1. What Is Digital Forensics?

Abstract

This chapter introduces the concept of digital forensics and provides a discussion of what computer forensics is, examining data in order to reconstruct what happened in a digital environment. Further, the chapter discusses the steps involved in a forensic examination in a digital environment, from collecting evidence to reporting on the findings of the examination. Common constraints and processes handled during a forensics examination are also introduced. Emphasis is put on making the reader understand the reason for a computer forensic examination and the fact computer forensics follows the same rules and regulations as traditional forensic disciplines. The fact that a forensic examination is commonly initiated for a reason, answering some question, is also described. The aim of the chapter is to provide the reader with a brief and non-technical overview of the subject. As such, the chapter can be read and understood without any technical knowledge.

Joakim Kävrestad, Marcus Birath, Nathan Clarke

2. Ethics and Privacy

Abstract

The world is becoming more and more digitalized and so is the way that crimes are committed. It goes without saying that criminals act using digital means and digital environments play a big role in modern crime investigations. While this means that much information of evidentiary value can be found using various digital sources, the way in which the information can be accessed is controlled by law. It is an undeniable fact that many actions taken during a criminal investigation are, by definition, actions that compromise the privacy of the suspect and it is important to take note of that fact as a forensic examiner. This chapter discusses ethical (and legal) dilemmas that are part of the day-to-day life for a forensic examiner. The chapter will also present and discuss ethical questions concerning measures that are discussed or implemented around the world, such as police hacking and key disclosure laws.

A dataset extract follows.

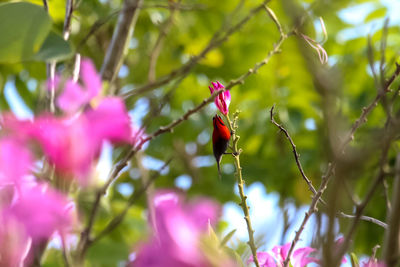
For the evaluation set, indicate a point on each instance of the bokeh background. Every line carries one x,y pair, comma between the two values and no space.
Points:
278,196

Joakim Kävrestad, Marcus Birath, Nathan Clarke

3. Computer Theory

Abstract

Perhaps the most important skill for someone working with computer forensics is to know how computers work. In order to locate digital traces of an e-mail, the examiner must know what such traces may look like. While this book is intended for someone who is fairly skilled in the computer world, there is theory that is extra important for a forensic examiner, and this computer theory is presented in this chapter. This includes an overview of encryption as well as a presentation of how data is represented in the digital world, in binary, hexadecimal, and plain ASCII. Further, this chapter introduces theory that is often overlooked by disciplines other than computer forensics. This includes an overview of the NTFS file system and the Windows registry—which is one of the most valuable sources of information during an examination of a Windows computer. The chapter also describes what happens when files are deleted, both from the perspective of the file system and the actual hard drive.

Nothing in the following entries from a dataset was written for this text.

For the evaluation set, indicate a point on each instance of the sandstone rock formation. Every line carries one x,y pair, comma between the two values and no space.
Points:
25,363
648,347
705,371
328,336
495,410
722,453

Joakim Kävrestad, Marcus Birath, Nathan Clarke

4. Types of Forensic Evidence

Abstract

Forensic evidence is data with evidentiary value. Such data is typically referred to as forensic artifacts and those come in many different shapes and sizes. The value of an artifact will depend on where it is found and circumstances around the artifact. Consider, for instance, a photo portraying narcotics. If that is found as a temporary Internet file, or in a user's download folder, the evidentiary value is quite limited. However, the value may increase if it is instead found in a folder with a lot of personal photos. What if there is also additional data which shows that it was actually taken with the suspects camera, at the suspects address? This chapter will describe different types of forensic artifacts and discuss how they should be interpreted based on how and where they are found.

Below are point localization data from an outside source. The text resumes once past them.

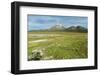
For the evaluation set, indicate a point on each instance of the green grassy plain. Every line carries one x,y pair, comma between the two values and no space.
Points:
58,45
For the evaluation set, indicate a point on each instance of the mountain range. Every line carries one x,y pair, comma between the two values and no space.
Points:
61,27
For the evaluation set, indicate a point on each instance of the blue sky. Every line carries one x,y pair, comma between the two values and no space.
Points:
37,22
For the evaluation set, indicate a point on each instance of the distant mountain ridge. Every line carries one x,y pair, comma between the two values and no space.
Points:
60,27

Joakim Kävrestad, Marcus Birath, Nathan Clarke

5. Decryption and Password Cracking

Abstract

In modern computing in general, and in forensic examinations in particular, encrypted data is common. Traditionally, this has been because criminals tend to want to hide their traces, and encryption is a way to do that. In the modern world, encryption has become increasingly common due to the fact that, nowadays, encryption is often a default option for data on a computer, and encryption applications come shipped with the operating system. This makes for a case where a user’s data can be encrypted even if the user never intended to use encryption. When faced with encrypted data, a forensic expert has to find a way to crack the encryption to make the data readable. This chapter discusses common practices for doing that with a focus on password theory and dictionary-based password guessing attacks. Let’s starts with a background section on password theory to give you the theoretical background needed to launch successful password guessing attacks.

Joakim Kävrestad, Marcus Birath, Nathan Clarke

The Forensic Process

Frontmatter

6. Cyber-Dependent Crime, Cyber-Enabled Crime, and Digital Evidence

Abstract

Computer forensic experts are commonly faced with the misconception that they work primarily on cybercrime. The reality is quite opposite, namely, that digital forensics is of importance in pretty much every possible type of crime, ranging from computer intrusions to theft. This chapter provides a discussion on what cybercrime is, but more importantly, gives the reader a presentation on how and in what cases digital evidence can be of use during criminal investigations. The aim of the chapter is to make the reader understand that in the modern world, we leave digital traces almost all the time. We may not always be aware of this fact, but knowing and understanding how digital traces are left behind are of great importance for a computer forensic expert. For instance, even if a criminal is conducting a crime without so much as looking at her phone or computer, chances are that she is using a chat client to talk to some friend about what she did. This action can leave incriminating evidence that can be valuable in court.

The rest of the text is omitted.